El micro abierto de El Alcaraván se despedía anoche, quien sabe si para siempre, de las noches salmantinas. Y si el año pasado, también en su epílogo, le dediqué una suerte de memorias parafraseando el inicio de las Meditaciones de Marco Aurelio, esta vez el guiño, presente en el texto a través del título y algunos otros “homenajes” más sutiles, fue para «Yo, Claudio» de Robert Graves.

JUVENTUD

Eran tiempos difíciles, oscuros antes que luminosos, con más locos que sabios. Las máquinas habían impuesto su ritmo acelerado a los paseos, las digestiones y tertulias de los habitantes de la ciudad. La idea de camino perdía relevancia y en el foro cuatro ilusos seguían esperando a los bárbaros. Por todas partes listos fingían ser tontos y tontos ser listos, pero ya no era extraño que tontos fingieran ser más tontos todavía para poder convertirse en dioses.

Corría el año 100 d.p.m (después del primer micrófono) y en todos nuestros colectivos se alababa la figura del dios inventor, el gran apropiador de patentes –cazatalentos como él se definía–, Alexander Graham Bell. También eran tiempos centenarios para la modesta urbe de provincias en la que me afinqué. Su escuela de estudios mayores estaba a punto de cumplir ocho siglos y, como homenaje, en sus aulas volvieron a impartirse el trivium y el quadrivium, las siete artes liberales del Medievo.

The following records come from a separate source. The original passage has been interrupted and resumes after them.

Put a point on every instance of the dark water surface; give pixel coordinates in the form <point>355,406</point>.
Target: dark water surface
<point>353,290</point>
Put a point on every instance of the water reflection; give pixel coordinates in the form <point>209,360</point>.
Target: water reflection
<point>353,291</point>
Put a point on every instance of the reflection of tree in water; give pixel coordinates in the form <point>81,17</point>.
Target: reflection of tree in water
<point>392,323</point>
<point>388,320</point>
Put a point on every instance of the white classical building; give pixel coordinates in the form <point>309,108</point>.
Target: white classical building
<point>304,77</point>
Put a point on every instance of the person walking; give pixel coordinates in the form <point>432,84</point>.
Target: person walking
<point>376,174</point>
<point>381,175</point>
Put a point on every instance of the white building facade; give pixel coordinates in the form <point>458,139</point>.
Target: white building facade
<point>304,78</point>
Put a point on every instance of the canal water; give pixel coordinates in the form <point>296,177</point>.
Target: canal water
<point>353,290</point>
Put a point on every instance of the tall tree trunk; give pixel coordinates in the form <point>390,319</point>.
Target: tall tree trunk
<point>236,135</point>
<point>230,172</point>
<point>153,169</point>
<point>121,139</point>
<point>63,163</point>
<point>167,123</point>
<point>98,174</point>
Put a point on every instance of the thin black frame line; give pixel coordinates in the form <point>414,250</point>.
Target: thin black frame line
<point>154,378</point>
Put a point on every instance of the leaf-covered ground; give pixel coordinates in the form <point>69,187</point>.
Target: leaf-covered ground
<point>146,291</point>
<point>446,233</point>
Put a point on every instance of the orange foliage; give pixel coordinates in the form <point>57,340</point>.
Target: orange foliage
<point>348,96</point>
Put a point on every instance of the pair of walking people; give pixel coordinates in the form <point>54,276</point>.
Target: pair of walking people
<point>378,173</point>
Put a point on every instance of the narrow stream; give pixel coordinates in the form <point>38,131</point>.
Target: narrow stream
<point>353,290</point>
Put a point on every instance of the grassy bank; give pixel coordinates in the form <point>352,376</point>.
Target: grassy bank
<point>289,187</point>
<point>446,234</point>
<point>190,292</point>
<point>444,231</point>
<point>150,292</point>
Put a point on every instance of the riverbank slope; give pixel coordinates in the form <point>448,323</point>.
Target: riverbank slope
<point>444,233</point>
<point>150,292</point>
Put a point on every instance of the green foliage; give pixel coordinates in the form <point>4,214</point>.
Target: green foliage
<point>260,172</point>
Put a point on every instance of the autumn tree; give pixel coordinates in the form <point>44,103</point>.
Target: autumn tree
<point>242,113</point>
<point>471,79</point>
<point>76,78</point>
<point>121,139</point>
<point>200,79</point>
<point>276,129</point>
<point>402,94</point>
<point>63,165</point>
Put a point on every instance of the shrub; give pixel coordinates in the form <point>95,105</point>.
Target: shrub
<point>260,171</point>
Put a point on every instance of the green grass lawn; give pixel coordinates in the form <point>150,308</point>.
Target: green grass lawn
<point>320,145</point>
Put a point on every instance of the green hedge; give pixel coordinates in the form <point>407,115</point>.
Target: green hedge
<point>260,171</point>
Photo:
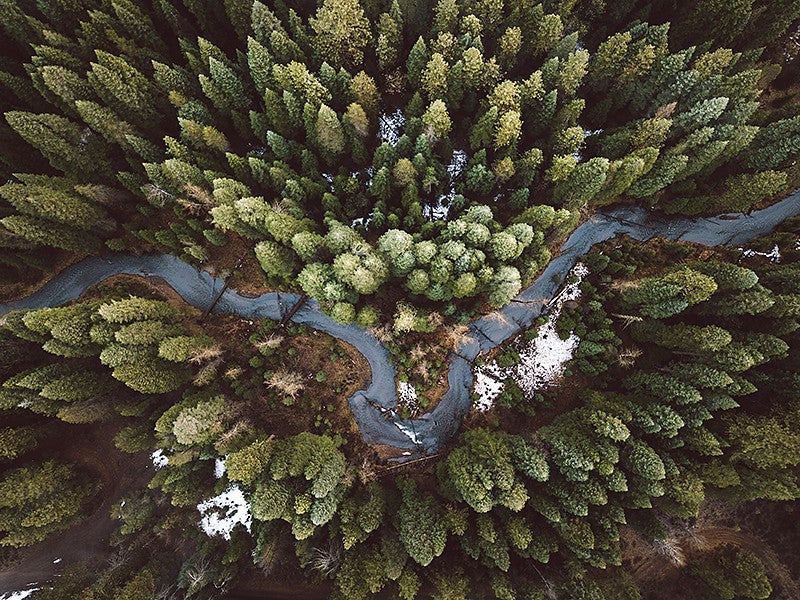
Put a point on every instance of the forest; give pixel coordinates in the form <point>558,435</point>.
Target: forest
<point>340,202</point>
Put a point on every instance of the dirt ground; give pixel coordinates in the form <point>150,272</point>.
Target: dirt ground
<point>86,541</point>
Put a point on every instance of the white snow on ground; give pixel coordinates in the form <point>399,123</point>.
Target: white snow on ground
<point>408,431</point>
<point>773,255</point>
<point>487,387</point>
<point>219,467</point>
<point>454,169</point>
<point>406,393</point>
<point>457,164</point>
<point>220,514</point>
<point>18,595</point>
<point>389,126</point>
<point>159,459</point>
<point>542,359</point>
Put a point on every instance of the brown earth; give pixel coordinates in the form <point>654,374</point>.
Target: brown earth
<point>91,448</point>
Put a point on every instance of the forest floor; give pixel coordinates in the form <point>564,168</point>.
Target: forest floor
<point>37,279</point>
<point>92,449</point>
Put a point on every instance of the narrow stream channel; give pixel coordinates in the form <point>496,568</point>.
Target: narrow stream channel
<point>373,407</point>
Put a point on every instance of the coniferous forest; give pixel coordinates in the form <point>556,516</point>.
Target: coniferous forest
<point>409,167</point>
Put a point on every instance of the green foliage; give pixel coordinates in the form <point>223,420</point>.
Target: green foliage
<point>39,499</point>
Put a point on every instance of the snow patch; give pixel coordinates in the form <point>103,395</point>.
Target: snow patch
<point>389,126</point>
<point>542,359</point>
<point>406,393</point>
<point>409,431</point>
<point>773,255</point>
<point>220,514</point>
<point>441,209</point>
<point>159,459</point>
<point>18,595</point>
<point>219,466</point>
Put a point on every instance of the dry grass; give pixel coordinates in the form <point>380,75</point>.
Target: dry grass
<point>209,354</point>
<point>626,357</point>
<point>457,337</point>
<point>273,341</point>
<point>287,382</point>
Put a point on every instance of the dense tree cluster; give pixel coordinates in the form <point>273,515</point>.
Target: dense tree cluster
<point>366,145</point>
<point>409,154</point>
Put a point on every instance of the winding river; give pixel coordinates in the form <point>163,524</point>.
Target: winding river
<point>373,407</point>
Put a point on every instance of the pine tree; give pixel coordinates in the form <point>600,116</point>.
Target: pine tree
<point>342,32</point>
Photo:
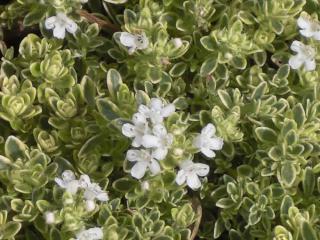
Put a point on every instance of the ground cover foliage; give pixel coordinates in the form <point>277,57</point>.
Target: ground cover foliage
<point>160,120</point>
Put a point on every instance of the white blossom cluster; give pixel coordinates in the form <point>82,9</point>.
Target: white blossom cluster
<point>140,41</point>
<point>149,137</point>
<point>152,142</point>
<point>306,54</point>
<point>92,192</point>
<point>60,24</point>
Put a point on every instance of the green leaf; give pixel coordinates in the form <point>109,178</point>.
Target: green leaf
<point>55,234</point>
<point>288,173</point>
<point>178,69</point>
<point>225,98</point>
<point>259,91</point>
<point>308,232</point>
<point>114,81</point>
<point>299,115</point>
<point>107,109</point>
<point>4,163</point>
<point>34,16</point>
<point>14,148</point>
<point>219,227</point>
<point>266,134</point>
<point>208,43</point>
<point>224,203</point>
<point>260,58</point>
<point>283,71</point>
<point>287,202</point>
<point>308,182</point>
<point>89,90</point>
<point>239,62</point>
<point>10,229</point>
<point>208,66</point>
<point>124,184</point>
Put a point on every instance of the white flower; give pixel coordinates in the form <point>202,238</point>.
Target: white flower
<point>177,42</point>
<point>60,24</point>
<point>309,27</point>
<point>144,160</point>
<point>190,172</point>
<point>49,217</point>
<point>160,141</point>
<point>305,56</point>
<point>92,191</point>
<point>136,130</point>
<point>68,181</point>
<point>134,41</point>
<point>145,185</point>
<point>207,141</point>
<point>157,110</point>
<point>90,205</point>
<point>90,234</point>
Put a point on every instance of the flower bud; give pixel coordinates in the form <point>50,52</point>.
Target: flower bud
<point>177,42</point>
<point>90,205</point>
<point>49,217</point>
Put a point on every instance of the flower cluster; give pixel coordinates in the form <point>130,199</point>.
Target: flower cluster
<point>134,41</point>
<point>205,142</point>
<point>60,24</point>
<point>149,133</point>
<point>92,191</point>
<point>305,56</point>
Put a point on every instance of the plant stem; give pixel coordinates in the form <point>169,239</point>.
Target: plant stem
<point>198,209</point>
<point>102,23</point>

Tras realizar varias giras veraniegas con grupos aficionados de música, el otoño de 2016 el Café Bar Alcaraván, situado en la Calle de la Compañía de Salamanca, decidió abonar la cláusula de rescisión y contratar mis servicios. Nada más llegar quedé fascinado con el portón de madera que sellaba su entrada y los cuadros de Escher que, a ambos lados del pasillo que conducía a las escaleras, intentaban hacernos dudar de nuestros sentidos. Ya arriba, en el altillo, lámparas de mimbre generaban un ambiente propicio para reflexionar, escribir o meterse mano.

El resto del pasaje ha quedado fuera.